Il WWF organizza il “Progetto Salva-Rospi”

Per il secondo anno consecutivo il WWF organizza il “Progetto Salva-Rospi” per ridurre il forte impatto negativo degli automezzi sugli anfibi del nostro territorio, in particolare i rospi, che proprio in questo periodo si risvegliano dal letargo e raggiungono le zone umide (stagni e laghi) per riprodursi deponendo le uova.

Gli Anfibi in generale rappresentano un tassello fondamentale nel mantenere gli equilibri ecosistemici, ed in particolare i rospi aiutano l’uomo nell’agricoltura in quanto sono voraci predatori di molti insetti dannosi e di lumache. Fra i vertebrati, gli Anfibi sono considerati la classe più minacciata a livello globale, con il 32% delle specie che ad oggi risulta a rischio di estinzione, a causa delle trasformazioni indotte dall’uomo sul territorio; la compromissione e la scomparsa sia degli habitat acquatici utilizzati per la riproduzione sia degli ambienti terrestri dove gli Anfibi vivono durante la maggior parte dell’anno, li portano a scomparire.

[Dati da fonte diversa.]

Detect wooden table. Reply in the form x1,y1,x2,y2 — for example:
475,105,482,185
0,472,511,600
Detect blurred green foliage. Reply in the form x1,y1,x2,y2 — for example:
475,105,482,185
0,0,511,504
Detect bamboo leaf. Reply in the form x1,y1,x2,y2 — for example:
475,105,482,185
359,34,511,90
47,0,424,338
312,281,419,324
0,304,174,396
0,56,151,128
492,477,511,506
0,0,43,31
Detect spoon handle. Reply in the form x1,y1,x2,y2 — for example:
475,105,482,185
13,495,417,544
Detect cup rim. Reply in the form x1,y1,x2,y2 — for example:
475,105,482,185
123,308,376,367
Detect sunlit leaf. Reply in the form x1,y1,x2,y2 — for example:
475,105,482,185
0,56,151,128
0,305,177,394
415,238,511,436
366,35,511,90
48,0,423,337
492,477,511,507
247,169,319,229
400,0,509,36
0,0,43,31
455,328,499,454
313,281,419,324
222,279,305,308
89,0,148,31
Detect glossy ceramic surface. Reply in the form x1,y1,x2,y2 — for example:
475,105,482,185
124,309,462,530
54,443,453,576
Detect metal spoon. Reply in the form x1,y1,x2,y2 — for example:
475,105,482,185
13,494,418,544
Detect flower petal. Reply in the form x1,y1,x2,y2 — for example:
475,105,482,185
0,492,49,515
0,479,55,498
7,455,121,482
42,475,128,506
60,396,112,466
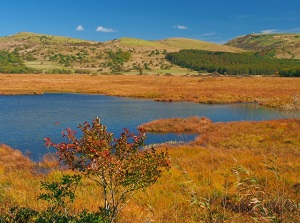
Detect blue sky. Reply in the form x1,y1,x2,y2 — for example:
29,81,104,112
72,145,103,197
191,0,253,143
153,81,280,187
0,0,300,43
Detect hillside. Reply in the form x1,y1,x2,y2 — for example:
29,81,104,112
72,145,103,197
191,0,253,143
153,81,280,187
157,38,244,53
0,32,242,74
225,34,300,59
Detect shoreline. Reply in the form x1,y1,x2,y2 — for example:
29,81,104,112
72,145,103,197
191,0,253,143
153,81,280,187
0,74,300,111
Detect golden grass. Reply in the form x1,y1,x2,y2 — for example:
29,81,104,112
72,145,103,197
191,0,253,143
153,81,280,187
0,74,300,109
0,117,300,223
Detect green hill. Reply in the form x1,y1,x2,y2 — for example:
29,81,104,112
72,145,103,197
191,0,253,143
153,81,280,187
225,34,300,59
157,38,245,53
0,32,243,74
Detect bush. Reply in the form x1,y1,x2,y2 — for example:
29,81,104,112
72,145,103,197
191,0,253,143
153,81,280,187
45,118,169,222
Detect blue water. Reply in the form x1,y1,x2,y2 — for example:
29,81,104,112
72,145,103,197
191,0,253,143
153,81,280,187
0,94,300,160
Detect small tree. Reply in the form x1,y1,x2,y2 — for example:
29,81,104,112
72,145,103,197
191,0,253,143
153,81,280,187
46,118,169,222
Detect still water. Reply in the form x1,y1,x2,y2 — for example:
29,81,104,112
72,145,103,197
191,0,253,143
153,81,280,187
0,94,300,160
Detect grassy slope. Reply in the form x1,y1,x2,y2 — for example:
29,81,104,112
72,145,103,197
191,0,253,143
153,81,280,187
0,117,300,223
226,34,300,59
0,32,241,75
157,38,244,52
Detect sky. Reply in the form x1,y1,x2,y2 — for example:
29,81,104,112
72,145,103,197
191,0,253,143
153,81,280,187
0,0,300,44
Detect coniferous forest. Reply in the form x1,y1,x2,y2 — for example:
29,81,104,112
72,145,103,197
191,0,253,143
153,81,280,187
166,50,300,76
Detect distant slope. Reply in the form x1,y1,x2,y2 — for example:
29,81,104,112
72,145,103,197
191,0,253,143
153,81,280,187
225,34,300,59
0,32,243,75
157,38,245,53
118,38,166,49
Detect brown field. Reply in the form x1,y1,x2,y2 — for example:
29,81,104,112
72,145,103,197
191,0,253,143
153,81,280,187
0,117,300,223
0,74,300,110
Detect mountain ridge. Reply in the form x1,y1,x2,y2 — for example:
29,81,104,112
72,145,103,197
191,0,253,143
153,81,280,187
225,33,300,59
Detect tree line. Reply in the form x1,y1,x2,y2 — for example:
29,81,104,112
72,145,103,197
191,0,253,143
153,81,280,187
166,50,300,76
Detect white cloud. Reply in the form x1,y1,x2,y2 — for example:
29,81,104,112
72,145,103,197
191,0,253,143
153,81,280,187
173,25,187,30
201,33,216,36
75,25,84,31
96,26,117,33
261,29,278,34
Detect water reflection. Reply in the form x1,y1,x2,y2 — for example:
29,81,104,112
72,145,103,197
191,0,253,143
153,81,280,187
0,94,300,160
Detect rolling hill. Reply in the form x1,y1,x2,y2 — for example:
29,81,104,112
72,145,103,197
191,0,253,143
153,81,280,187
0,32,243,74
225,34,300,59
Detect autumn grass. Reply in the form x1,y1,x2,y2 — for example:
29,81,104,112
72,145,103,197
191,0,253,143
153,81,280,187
0,117,300,223
0,74,300,110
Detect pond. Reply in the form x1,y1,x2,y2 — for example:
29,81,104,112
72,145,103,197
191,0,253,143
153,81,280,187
0,94,300,160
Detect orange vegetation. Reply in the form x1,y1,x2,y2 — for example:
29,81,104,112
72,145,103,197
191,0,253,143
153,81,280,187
0,74,300,109
0,117,300,223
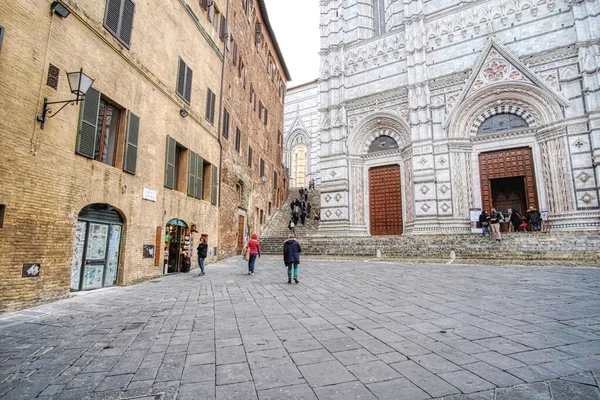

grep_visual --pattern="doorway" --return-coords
[490,176,527,215]
[71,204,123,292]
[165,218,190,273]
[479,147,537,214]
[369,165,403,236]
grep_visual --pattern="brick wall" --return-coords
[219,1,287,257]
[0,0,225,311]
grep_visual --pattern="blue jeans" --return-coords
[248,254,258,273]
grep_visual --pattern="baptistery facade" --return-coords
[286,0,600,235]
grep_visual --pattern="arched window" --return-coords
[369,135,398,153]
[373,0,385,36]
[477,113,529,135]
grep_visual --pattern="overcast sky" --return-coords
[265,0,320,87]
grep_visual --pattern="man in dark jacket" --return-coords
[283,234,302,283]
[197,237,208,276]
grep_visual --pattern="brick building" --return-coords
[219,0,290,257]
[0,0,230,311]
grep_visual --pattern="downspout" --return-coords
[216,0,231,259]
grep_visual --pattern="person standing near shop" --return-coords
[197,237,208,276]
[283,233,302,283]
[490,208,504,242]
[246,233,260,275]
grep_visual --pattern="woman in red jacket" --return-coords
[246,233,260,275]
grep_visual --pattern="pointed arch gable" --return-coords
[348,111,411,155]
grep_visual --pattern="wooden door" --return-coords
[479,147,538,213]
[238,215,244,253]
[369,165,402,236]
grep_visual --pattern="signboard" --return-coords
[22,264,42,278]
[142,188,158,203]
[144,244,154,258]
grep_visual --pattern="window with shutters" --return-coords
[177,57,194,104]
[235,127,242,153]
[165,136,191,192]
[259,158,265,178]
[205,88,216,124]
[75,87,140,174]
[223,108,229,139]
[104,0,135,48]
[231,38,238,65]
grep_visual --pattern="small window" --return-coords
[0,204,6,228]
[177,58,194,104]
[0,25,6,53]
[104,0,135,48]
[235,127,242,153]
[223,108,229,139]
[206,88,216,124]
[260,158,265,178]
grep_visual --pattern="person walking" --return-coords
[490,208,503,242]
[479,210,492,239]
[527,206,542,231]
[288,218,296,236]
[246,233,260,275]
[197,237,208,276]
[283,233,302,283]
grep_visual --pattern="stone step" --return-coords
[255,232,600,263]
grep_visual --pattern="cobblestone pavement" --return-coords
[0,257,600,400]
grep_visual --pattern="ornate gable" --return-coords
[444,39,569,128]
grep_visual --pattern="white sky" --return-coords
[264,0,320,87]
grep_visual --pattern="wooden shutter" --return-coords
[177,58,187,98]
[223,108,229,139]
[119,0,135,46]
[219,15,227,41]
[123,111,140,175]
[183,65,194,103]
[75,87,100,158]
[104,0,122,36]
[196,155,204,200]
[165,136,177,189]
[210,165,219,205]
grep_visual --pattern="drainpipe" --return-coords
[215,0,231,259]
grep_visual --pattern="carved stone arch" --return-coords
[471,105,535,136]
[448,82,562,137]
[348,111,411,155]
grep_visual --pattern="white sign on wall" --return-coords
[142,188,158,203]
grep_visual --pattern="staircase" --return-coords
[260,188,321,254]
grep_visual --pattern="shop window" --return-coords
[75,87,140,174]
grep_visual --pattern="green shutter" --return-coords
[123,111,140,175]
[75,87,100,158]
[210,165,219,205]
[188,151,196,196]
[196,156,204,200]
[165,136,177,189]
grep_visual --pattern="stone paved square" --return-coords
[0,256,600,400]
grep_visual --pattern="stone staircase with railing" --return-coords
[260,188,321,254]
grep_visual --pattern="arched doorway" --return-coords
[164,218,191,273]
[368,135,403,236]
[477,112,538,219]
[71,204,123,291]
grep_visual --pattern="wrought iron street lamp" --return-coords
[37,69,94,129]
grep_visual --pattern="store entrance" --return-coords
[165,218,190,273]
[71,204,123,291]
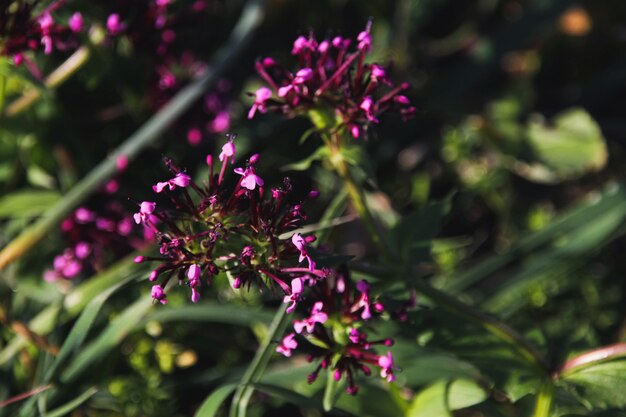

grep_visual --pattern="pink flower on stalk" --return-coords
[291,36,316,55]
[234,167,265,191]
[152,285,167,304]
[293,301,328,334]
[352,280,372,320]
[67,12,83,33]
[187,127,202,146]
[356,22,372,52]
[152,172,191,193]
[248,87,272,119]
[291,233,315,271]
[276,333,298,357]
[359,96,378,123]
[187,264,202,303]
[219,140,237,164]
[283,278,304,312]
[133,201,156,224]
[378,352,396,382]
[278,68,313,97]
[38,12,54,55]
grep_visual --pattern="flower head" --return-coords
[248,22,415,138]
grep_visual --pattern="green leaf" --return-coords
[335,381,404,417]
[0,190,61,218]
[562,360,626,410]
[322,360,344,412]
[391,198,451,264]
[254,383,320,409]
[44,274,136,382]
[143,302,274,326]
[46,387,98,417]
[406,379,487,417]
[282,146,329,171]
[61,297,152,383]
[195,384,237,417]
[527,108,608,183]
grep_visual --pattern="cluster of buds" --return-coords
[134,137,396,394]
[134,137,326,311]
[44,201,154,282]
[276,271,396,395]
[248,22,415,138]
[0,0,83,65]
[151,51,231,146]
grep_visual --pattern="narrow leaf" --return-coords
[195,384,237,417]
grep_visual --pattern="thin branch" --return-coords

I rospi schiacciati dagli automezzi sono l’emblema del problema legato alle barriere artificiali umane, che frammentano gli habitat e mettono a rischio intere popolazioni animali: la sensibilizzazione a queste problematiche dovrebbe portare a progettare le strade con sottopassi o sovrappassi idonei alle specie che le attraversano, come si fa in Svizzera, Olanda, Gran Bretagna, e in Italia già dagli anni ottanta in Lombardia;

Ai rospi e a tutti gli altri anfibi anche la Regione Abruzzo riconosce l’importanza, tutelandoli con la Legge Regionale n° 50/93 che tutela la fauna cosiddetta minore. Dichiara il dott. Sante Cericola, responsabile WWF del Progetto: “anche quest’anno l’Associazione ha identificato un tratto di strada comunale nel Comune di Castelfrentano (Ch) nel quale opereranno le Guardie Giurate Volontarie del WWF che, insieme ad altri volontari, si occuperanno di impedire la morte di quanti più esemplari possibili di rospi e altri anfibi.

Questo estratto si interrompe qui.